5. **Exposure** — portal routes are auth-gated, but port 8001 still serves the
whole *internal* app with no auth. Before real clients are on it, the portal
should sit behind the reverse proxy with only `/portal/*` exposed (or the app
restricted). This is the point where the parked reverse-proxy/TLS work becomes
load-bearing.
## Security notes
- Portal is auth-gated from day one (even the interim gate) — never wide-open like
the internal app.
- All scoping enforced server-side; client-supplied ids are always re-checked.
- `SECRET_KEY` must be a real secret in prod (env, not committed).
- Cookies: `HttpOnly`, `SameSite=Lax`, `Secure` once behind TLS.
- Tokens stored hashed; raw shown once. Revocation is immediate.
## Security hardening backlog ("Fest 2026")
The to-do for the dedicated hardening pass, roughly highest-impact first. Until
then the portal runs on security-by-obscurity (open port + interim links) — fine
for a not-in-use demo, not for real clients.

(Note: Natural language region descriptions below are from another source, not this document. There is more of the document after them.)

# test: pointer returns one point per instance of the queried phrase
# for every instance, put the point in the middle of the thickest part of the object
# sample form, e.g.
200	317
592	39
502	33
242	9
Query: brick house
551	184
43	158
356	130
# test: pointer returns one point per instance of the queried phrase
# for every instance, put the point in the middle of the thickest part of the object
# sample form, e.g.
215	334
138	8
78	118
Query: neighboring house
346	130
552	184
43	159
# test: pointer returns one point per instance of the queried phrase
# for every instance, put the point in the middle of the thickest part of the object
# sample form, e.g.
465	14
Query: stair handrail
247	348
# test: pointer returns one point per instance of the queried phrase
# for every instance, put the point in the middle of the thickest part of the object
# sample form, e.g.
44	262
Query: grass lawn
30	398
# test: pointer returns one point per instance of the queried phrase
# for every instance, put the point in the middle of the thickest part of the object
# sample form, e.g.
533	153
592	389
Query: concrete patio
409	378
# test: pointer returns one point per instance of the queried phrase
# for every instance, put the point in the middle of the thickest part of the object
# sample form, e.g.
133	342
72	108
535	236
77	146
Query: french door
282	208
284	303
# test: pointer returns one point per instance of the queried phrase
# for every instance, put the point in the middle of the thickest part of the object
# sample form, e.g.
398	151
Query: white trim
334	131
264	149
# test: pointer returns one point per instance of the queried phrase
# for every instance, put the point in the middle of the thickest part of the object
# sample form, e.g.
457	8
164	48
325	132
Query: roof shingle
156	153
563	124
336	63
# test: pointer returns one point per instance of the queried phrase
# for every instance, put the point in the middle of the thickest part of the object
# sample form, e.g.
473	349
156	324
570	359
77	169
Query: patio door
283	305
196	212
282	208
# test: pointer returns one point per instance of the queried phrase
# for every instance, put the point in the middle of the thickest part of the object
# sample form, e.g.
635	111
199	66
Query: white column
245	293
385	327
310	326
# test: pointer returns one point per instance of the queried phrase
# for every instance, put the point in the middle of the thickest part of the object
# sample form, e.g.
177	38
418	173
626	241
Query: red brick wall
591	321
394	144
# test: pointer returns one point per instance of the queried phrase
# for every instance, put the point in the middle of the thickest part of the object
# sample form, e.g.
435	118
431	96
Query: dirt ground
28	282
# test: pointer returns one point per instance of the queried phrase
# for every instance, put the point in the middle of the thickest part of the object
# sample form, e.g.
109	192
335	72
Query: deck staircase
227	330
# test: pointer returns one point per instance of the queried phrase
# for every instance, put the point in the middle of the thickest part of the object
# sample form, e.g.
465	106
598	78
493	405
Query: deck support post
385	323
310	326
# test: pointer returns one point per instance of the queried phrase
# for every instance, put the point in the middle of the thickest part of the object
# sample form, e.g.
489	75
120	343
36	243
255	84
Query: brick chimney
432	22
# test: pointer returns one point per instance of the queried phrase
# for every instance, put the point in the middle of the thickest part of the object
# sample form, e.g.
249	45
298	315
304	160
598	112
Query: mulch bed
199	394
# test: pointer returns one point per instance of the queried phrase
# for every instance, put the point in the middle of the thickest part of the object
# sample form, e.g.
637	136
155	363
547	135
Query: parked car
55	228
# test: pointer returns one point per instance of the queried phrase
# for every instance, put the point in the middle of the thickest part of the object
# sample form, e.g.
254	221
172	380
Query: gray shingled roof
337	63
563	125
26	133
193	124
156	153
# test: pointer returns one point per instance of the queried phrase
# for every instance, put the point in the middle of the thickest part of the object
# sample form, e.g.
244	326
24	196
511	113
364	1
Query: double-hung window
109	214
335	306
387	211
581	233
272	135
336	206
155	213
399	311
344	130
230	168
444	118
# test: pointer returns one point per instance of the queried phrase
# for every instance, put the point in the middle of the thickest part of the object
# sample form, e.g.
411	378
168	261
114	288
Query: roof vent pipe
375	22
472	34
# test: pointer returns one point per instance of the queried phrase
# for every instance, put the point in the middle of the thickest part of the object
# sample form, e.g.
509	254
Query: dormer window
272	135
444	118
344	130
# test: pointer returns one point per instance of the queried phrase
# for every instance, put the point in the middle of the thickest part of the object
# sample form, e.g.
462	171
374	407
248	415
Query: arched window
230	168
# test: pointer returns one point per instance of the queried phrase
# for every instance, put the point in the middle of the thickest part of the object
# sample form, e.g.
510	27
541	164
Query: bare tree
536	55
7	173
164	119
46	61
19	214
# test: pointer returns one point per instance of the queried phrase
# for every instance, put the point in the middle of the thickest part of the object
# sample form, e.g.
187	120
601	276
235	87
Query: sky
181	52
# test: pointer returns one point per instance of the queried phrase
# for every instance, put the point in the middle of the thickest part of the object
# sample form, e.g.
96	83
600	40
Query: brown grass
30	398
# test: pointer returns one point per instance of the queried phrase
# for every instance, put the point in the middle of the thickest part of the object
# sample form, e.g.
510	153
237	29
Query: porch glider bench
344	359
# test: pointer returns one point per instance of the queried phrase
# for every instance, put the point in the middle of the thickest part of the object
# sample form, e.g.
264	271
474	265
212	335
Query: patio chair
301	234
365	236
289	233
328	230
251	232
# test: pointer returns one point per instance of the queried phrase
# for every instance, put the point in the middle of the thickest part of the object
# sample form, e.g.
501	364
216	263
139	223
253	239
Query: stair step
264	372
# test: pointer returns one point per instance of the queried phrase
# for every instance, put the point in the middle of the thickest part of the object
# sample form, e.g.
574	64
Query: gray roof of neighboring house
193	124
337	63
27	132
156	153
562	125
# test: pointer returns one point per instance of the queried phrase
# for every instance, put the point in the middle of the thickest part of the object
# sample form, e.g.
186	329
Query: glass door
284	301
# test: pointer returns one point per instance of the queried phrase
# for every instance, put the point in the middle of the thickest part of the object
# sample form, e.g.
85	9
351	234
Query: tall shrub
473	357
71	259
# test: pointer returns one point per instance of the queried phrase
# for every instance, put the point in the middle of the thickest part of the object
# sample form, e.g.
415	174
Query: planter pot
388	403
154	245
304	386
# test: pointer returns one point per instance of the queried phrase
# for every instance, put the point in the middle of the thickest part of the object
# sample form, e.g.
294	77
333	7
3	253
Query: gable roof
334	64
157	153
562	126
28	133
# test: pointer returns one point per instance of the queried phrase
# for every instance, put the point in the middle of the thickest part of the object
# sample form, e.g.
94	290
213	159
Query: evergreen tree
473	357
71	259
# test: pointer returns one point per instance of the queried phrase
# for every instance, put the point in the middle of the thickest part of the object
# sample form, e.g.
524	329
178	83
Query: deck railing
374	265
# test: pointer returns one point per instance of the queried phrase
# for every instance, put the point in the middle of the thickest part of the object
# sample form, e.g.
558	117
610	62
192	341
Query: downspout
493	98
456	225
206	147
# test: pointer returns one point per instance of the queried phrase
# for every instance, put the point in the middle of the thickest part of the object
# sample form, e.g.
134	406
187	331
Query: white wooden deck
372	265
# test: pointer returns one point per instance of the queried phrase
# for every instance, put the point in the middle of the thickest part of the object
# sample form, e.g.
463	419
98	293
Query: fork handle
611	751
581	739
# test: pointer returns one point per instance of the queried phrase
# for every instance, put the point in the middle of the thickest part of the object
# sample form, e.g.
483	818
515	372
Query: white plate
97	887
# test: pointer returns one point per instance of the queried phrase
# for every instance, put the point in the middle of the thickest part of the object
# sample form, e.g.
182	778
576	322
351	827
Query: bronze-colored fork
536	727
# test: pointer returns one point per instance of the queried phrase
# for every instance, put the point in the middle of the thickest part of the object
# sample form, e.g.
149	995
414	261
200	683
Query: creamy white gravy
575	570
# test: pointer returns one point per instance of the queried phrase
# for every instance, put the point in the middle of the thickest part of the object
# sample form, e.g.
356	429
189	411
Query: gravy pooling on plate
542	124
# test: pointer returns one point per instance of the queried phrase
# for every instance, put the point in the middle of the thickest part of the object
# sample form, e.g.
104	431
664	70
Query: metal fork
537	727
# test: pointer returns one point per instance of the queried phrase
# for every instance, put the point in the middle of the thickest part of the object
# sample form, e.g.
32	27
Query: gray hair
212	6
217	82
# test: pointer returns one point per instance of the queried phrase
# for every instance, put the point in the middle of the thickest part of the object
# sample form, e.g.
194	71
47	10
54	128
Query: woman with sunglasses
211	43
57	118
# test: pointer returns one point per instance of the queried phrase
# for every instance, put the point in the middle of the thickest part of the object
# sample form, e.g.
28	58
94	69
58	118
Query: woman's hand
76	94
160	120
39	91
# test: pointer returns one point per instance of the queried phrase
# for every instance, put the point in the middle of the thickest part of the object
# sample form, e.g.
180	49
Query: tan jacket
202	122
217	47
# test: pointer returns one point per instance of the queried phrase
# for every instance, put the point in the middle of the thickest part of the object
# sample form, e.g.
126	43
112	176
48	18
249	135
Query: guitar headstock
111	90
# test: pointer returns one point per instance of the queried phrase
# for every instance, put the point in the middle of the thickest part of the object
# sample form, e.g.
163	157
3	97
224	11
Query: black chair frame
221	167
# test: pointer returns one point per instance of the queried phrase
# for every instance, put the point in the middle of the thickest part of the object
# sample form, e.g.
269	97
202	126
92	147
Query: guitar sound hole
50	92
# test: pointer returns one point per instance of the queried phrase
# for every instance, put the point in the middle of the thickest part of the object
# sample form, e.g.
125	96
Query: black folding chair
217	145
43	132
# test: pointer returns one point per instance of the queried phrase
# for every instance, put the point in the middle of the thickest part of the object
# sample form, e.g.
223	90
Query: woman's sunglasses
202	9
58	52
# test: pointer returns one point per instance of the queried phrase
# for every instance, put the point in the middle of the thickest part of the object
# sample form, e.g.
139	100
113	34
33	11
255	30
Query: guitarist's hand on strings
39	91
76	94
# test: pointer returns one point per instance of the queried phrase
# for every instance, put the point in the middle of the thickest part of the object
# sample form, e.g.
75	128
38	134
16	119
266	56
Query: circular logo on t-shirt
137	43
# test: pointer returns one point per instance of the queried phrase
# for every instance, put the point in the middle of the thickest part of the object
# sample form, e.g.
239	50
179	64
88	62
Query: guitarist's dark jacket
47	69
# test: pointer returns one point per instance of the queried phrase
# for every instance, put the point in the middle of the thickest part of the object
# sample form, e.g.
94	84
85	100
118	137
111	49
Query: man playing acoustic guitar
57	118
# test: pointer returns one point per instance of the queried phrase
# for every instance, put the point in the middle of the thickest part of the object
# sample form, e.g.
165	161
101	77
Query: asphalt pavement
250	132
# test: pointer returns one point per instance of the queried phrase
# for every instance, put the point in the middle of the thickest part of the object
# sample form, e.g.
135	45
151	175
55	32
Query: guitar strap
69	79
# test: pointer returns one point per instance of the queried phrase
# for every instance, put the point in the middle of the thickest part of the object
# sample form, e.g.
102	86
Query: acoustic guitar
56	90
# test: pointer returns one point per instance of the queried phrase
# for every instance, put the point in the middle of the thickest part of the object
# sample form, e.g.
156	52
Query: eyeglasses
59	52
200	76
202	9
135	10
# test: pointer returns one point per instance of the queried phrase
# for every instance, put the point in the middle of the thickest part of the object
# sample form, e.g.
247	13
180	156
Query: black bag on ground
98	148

**Exposure (the big one):** port 8001 serves the *entire operator app* (roster,
projects, `/admin/*`, device config, the SLMM proxy) with **zero auth**, so an
open port exposes far more than the read-only portal.
- [ ] Reverse proxy (NPM/Caddy/Nginx) in front, exposing **only `/portal/*`** to
the internet; keep the operator app reachable on the LAN only.
- [ ] TLS everywhere (Let's Encrypt). Then set portal cookies `Secure`.
- [ ] Don't port-forward the raw app; if a quick gate is wanted before M4, an
auth proxy (Authelia / Authentik) can front the portal without writing auth.
**Config musts:**
- [ ] Set a real `SECRET_KEY` env (signs session cookies; default is public).
- [ ] `PORTAL_OPEN_LINKS=false` in any internet-facing env (it defaults off now).
**M4 — real auth** (replaces the interim token behind `get_current_client`):
- [ ] Magic-link email and/or accounts; proper sessions + password reset.
- [ ] Authenticate the **operator** app too (it currently has none).
- [ ] Gate the operator-only endpoints that are presently unauthenticated:
`/projects/{id}/portal-preview`, `/projects/{id}/portal-link*`,
`/portal/open/*`.
**Smaller items from the pre-merge code review:**
- [ ] Keepalive isn't auto-turned-off when the last alert rule on a unit is
deleted (intentional "never auto-off"; revisit if it wastes cellular).
- [ ] Consider rate-limiting the scoped portal endpoints once public.